User Confidence-Fueled Stereotypes: Investigating Sycophantic Amplification of Implicit Bias in Language Models

Published: 27 Oct 2025, Last Modified: 27 Oct 2025NeurIPS Lock-LLM Workshop 2025 PosterEveryoneRevisionsBibTeXCC BY 4.0
Keywords: Implicit Association Test (IAT), LLM bias, implicit bias, stereotype, bias measurement, fairness, algorithmic bias, social bias, sycophancy
TL;DR: This paper investigates how implicit bias is affected by user confidence in large language models using an IAT-inspired prompt framework to evaluate associations between Default and Stigma groups with positive and negative attributes.

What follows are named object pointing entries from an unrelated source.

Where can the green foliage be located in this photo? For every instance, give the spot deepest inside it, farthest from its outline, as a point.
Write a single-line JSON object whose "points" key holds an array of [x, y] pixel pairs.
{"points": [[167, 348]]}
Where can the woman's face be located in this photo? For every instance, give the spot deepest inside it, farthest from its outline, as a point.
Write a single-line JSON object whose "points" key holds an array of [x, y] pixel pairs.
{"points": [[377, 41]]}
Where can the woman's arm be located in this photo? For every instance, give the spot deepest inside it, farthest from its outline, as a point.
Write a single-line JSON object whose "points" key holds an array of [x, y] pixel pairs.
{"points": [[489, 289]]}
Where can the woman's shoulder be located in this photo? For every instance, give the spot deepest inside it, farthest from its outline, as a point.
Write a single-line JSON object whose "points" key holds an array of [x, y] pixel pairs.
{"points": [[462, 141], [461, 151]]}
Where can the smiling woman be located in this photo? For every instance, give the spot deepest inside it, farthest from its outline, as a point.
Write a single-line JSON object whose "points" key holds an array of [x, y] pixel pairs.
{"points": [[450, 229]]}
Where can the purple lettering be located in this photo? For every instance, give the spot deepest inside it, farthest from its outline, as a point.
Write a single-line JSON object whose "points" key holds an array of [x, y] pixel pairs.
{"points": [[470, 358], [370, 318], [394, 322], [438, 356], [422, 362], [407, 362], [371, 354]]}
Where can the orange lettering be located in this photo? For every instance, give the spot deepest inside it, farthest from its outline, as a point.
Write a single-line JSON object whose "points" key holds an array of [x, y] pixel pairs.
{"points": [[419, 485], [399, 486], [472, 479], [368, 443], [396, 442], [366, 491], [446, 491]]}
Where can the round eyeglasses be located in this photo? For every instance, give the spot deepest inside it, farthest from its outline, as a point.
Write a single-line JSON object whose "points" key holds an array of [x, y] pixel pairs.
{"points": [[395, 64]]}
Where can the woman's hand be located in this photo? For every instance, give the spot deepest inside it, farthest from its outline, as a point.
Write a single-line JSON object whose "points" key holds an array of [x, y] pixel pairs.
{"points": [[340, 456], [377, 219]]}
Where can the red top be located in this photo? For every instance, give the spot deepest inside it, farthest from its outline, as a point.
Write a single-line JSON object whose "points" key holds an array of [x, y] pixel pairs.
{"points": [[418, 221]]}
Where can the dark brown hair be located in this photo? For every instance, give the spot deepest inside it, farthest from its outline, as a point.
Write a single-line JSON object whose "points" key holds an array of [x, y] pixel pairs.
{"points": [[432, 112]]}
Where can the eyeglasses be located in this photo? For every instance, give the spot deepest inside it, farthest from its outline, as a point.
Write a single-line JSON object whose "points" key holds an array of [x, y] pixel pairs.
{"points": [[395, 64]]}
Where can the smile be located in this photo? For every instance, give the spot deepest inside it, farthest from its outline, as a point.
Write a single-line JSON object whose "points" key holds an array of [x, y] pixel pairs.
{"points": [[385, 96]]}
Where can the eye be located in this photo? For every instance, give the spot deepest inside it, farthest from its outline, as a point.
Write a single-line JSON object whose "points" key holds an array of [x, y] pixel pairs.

Abstract: Large Language Models (LLMs) may seem explicitly unbiased on the surface, yet they still harbor under-the-radar implicit biases that are harder to see with the naked eye. In trying to seem unbiased, LLMs may also try too hard to align their responses with their user's values or beliefs, even when they may be misleading. We evaluate the effect of these two indiscriminate problems and the relationship between them. For LLM Implicit Bias, we use the the widely-known Implicit Association Test, which has previously been used to evaluate implicit biases in humans and adapted for LLMs. We then strain these implicit connections the model makes by applying confidence towards a certain association, seeing which whether or not the model may reduce or amplify it's bias in order to match our values. Using these measures, we found that when the model harbors a clear bias (denoted by a relatively extreme IAT Bias score) in either the positive or negative direction, the addition of user confidence will cause the confidence to "flip" in the other direction. Our iterations of user confidence completely supersede the model's internal biases, often able to take a common stereotype in LLMs and completely flip it on its head. Despite this, eliminating the bias entirely has proven to be a difficult task, as sycophancy brings extreme volatility to the table.